The Prayer of a Mother

During one of my regular visits to prison, I once entered the cell of a young convict. My first discussion with him seemed an utter failure, and as I left after ending the visit with prayer, his face revealed only a derisive smirk. It saddened my heart, and I resolved to pray for him at home and to visit him more often. 

At my future visits, he nonetheless maintained the same cold disregard. Only once—as I showed him Christ, the Crucified, with His fervent love for sinners—did a tear shimmer in his eyes. However, by my next visit, this emotion seemed to have been extinguished—until he broke into sobs as I prayed. I turned around to see him prostrated on the floor, and when I asked what distressed him so, he replied:

“Oh, it burns like a fire inside me. In your prayer, you said that God wants to answer godly parents’ sighs and prayers for their children. When I heard that, it felt like burning coals being heaped onto my head, and I thought about my good mother.”

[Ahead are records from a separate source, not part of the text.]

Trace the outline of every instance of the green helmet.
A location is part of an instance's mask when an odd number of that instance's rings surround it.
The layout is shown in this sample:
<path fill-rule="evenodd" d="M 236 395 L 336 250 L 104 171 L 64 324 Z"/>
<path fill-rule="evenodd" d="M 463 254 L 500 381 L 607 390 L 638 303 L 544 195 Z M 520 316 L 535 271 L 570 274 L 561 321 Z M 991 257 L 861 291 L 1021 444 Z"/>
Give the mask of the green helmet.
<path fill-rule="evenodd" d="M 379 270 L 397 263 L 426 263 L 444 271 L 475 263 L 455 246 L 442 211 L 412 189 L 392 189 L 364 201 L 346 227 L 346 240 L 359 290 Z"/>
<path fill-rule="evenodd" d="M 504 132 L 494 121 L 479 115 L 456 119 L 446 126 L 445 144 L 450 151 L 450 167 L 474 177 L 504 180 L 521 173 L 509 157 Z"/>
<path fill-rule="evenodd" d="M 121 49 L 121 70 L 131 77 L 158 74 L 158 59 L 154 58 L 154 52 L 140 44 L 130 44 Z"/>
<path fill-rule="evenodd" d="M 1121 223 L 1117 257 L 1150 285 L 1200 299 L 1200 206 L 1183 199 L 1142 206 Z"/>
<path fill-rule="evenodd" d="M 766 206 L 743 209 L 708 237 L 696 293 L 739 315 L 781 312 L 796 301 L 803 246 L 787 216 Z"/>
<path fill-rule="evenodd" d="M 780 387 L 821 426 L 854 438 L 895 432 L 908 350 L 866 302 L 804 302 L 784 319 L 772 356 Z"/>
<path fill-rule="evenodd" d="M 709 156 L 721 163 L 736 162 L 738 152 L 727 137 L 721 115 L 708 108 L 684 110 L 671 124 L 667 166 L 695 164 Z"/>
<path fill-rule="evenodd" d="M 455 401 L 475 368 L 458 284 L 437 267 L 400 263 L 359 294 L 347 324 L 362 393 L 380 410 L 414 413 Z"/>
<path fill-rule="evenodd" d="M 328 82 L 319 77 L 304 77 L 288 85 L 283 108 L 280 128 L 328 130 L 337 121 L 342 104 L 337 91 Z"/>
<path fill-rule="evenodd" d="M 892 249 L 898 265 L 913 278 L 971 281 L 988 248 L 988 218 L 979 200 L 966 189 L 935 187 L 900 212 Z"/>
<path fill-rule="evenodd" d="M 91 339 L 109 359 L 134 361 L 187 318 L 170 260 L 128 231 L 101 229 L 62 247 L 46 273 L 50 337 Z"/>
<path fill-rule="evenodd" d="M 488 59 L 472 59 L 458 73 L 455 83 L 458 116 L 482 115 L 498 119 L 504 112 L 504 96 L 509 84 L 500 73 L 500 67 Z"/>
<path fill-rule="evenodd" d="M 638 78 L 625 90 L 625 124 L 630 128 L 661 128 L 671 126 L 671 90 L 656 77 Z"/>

I did not know exactly what he was trying to say, so I waited while he collected himself. Then he told me the following story.

 “I am the wayward son of a godly, praying mother. She prayed with me often, and I frequently heard her sigh over me as she lay in bed, but I was reckless and didn’t listen to her and soon repressed whatever feeling her prayers awakened in me. At times, I had compassion with my poor mother, and when I saw her crying, I would promise to do better, pretending to mean it. But behind her back, I continued to do bad things. Because my godless friends made fun of prayer and church, and felt sorry for me because of my mother’s strict supervision, I ended up becoming angry with her. 

“My behavior became worse and worse, but my mother did not stop praying for me. A girl convinced me to travel to America, and I promised I would go. One afternoon, I staggered into my mother’s apartment, half drunk, and told her of my plan in very few words. Shocked, she asked me to stay but finally sank down onto her knees and said, ‘Come here, Johann, let me pray with you one more time before you go.’ I became angry and shoved her away on her chest,”—here, the convict paused with a loud sob—“in which beat such a loyal, tender heart. The poor woman collapsed but got right back up and reached out both hands to me. As I ran off, she called, ‘Oh, my son! My son! Lord Jesus, forgive him! Save him! Follow him with your Holy Spirit!’

“I ran away. The floor seemed to sway under my feet, and only in the bar did I recover from my shock. That is how I arrived in America, weighed down with sin. There, the long arm of the law finally stopped me on my sinful path.”

The young man spent several weeks in a state of great sorrow, his pillow at times damp with tears. Wanting to let God alone work within him, I drew his attention to God’s comforting promises in the Bible and prayed with him. In His grace, our merciful God heard his sighing and pleading and granted him solace in the assurance that his sins had been washed away by the blood of the Lamb. The mother’s prayer was answered!